In 1920, the people in the mandate of Iraq revolted against British role, not because they had any nationalist sentiment, but rather because they resented the foreign, western occupation. Britain responded to the growing crisis in a similar way as the French responded in Syria: it ordered a military crackdown and killed, in the process of quelling the revolt, around ten thousand people.
Like in Egypt, the British knew that it would be much better for them not to control the country directly, but to place a pro-British leader at the head of the new Iraqi state and to advance their agenda through him. The British selected a man named Amir Faysal for the job of Iraqi king. Faysal was a British military partner who led, together with the famous Lawrence of Arabia, the Arab Revolt against the Ottoman Empire and who by war’s end had occupied Damascus. Though the European powers had crushed his movement in Syria, the British still liked Faysal himself and thought that his history of opposing colonialism in Syria—and his heroic status—would make him an easier pill to swallow for the people in Iraq.
The British supported Faysal in his new role as king. The Iraqi army, which never had existed before, was founded in 1921. Only a legitimate leader, with sovereignty over the use of force, would be able, the British thought, to keep this unlikeliest of nations together. Throughout the 1920s and 1930s, the British assisted Iraq in its development of national and social infrastructure. In the 1930s, the Iraqi king signed a treaty with England guaranteeing Iraqi independence in exchange for British military support, which really meant in exchange for allowing the British to keep a substantial military presence in Iraq to guarantee its interests. And what were British interests in Iraq? By the 1920s, the vague desire for power on the world’s stage, which had defined much of nineteenth century imperialism, had crystalized into a contest for critical resources. And no resource was more critical than oil. The name of the game in the 1920s was “concessions”—a practice that saw Middle Eastern states granting Western firms long-term leases for oil drilling in return for royalty payments. A seventy-five year concession, granted in 1925 to a Western-owned petroleum company, would begin nearly half a century of Western domination of Iraqi oil fields.

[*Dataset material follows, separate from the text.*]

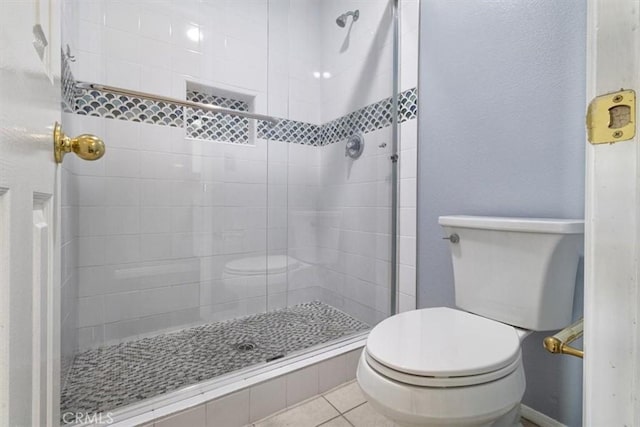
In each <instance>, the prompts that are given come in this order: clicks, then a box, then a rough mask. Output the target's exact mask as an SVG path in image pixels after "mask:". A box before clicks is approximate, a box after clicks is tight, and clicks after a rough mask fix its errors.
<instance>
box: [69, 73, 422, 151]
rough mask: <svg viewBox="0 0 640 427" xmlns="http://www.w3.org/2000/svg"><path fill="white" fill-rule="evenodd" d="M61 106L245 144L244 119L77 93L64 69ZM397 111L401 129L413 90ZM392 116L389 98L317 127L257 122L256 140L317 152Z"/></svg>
mask: <svg viewBox="0 0 640 427" xmlns="http://www.w3.org/2000/svg"><path fill="white" fill-rule="evenodd" d="M187 99H189V100H192V101H195V102H202V103H206V104H213V105H219V106H222V107H225V108H231V109H235V110H240V111H248V104H247V103H246V102H243V101H239V100H234V99H231V98H225V97H221V96H214V95H209V94H205V93H202V92H196V91H188V93H187ZM63 100H64V102H63V103H64V104H67V106H65V108H68V109H69V110H70V111H74V112H75V113H76V114H82V115H89V116H97V117H105V118H110V119H119V120H130V121H134V122H142V123H151V124H157V125H164V126H174V127H182V126H185V128H186V133H187V135H188V136H189V137H190V138H196V139H204V140H212V141H224V142H231V143H237V144H247V143H249V141H250V133H249V129H250V124H249V119H246V118H243V117H236V116H230V115H225V114H219V113H211V112H204V111H197V110H192V109H189V108H186V109H185V108H183V107H180V106H178V105H175V104H170V103H165V102H158V101H151V100H147V99H140V98H135V97H131V96H123V95H115V94H113V93H109V92H106V93H103V92H99V91H95V90H84V89H82V90H77V89H76V86H75V81H73V76H72V75H71V71H70V70H64V69H63ZM398 110H399V111H398V117H399V120H400V122H401V123H402V122H405V121H407V120H411V119H414V118H416V117H417V114H418V94H417V90H416V88H413V89H409V90H406V91H404V92H402V93H401V94H400V96H399V99H398ZM65 111H66V110H65ZM392 111H393V103H392V99H391V98H390V97H389V98H386V99H383V100H381V101H378V102H376V103H373V104H371V105H367V106H366V107H364V108H361V109H359V110H356V111H354V112H352V113H350V114H348V115H346V116H343V117H340V118H338V119H335V120H332V121H330V122H328V123H325V124H322V125H315V124H312V123H305V122H299V121H294V120H287V119H281V120H280V121H279V122H278V124H276V125H271V124H270V123H268V122H264V121H258V123H257V137H258V138H263V139H270V140H274V141H281V142H290V143H295V144H304V145H312V146H316V147H318V146H323V145H329V144H333V143H336V142H339V141H341V140H343V139H345V138H347V137H348V136H350V135H352V134H353V133H355V132H362V133H367V132H371V131H374V130H378V129H382V128H385V127H387V126H391V124H392V120H393V114H392ZM185 117H186V119H185Z"/></svg>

The British plan might have worked if it weren’t for the untimely death of Faysal. The king’s death in 1933 exposed the artificiality of the British-installed Iraqi system. Beneath the calm facade of the monarch, there were the concealed tensions between sectarian elites who represented their own narrower interests. What’s more, among these elites, most had been former elites in the Ottoman Empire and were Sunni Muslims. The Shi’ite population of Iraq, the majority of Muslims, was basically cut out of the political process. After Faysal died, the Sunni military elites launched one coup d’etat after another, though the monarchy managed to survive. Each successive wave seemed only to increase hostility to the British presence. The turmoil continued until the rise of a fascist-style military party, which finally overthrew the king in 1941. The British responded, defeated the rebellion, and re-occupied the country with a force led by the former Prime Minister Rashid Ali. Like with Syria, Lebanon, and Egypt, the structural instabilities of Iraqi politics were created by imperial politics in the period between 1918 and 1945. Though these roots are only part of the complex dynamic that forms the contemporary context for Middle East politics, they should not be ignored or forgotten.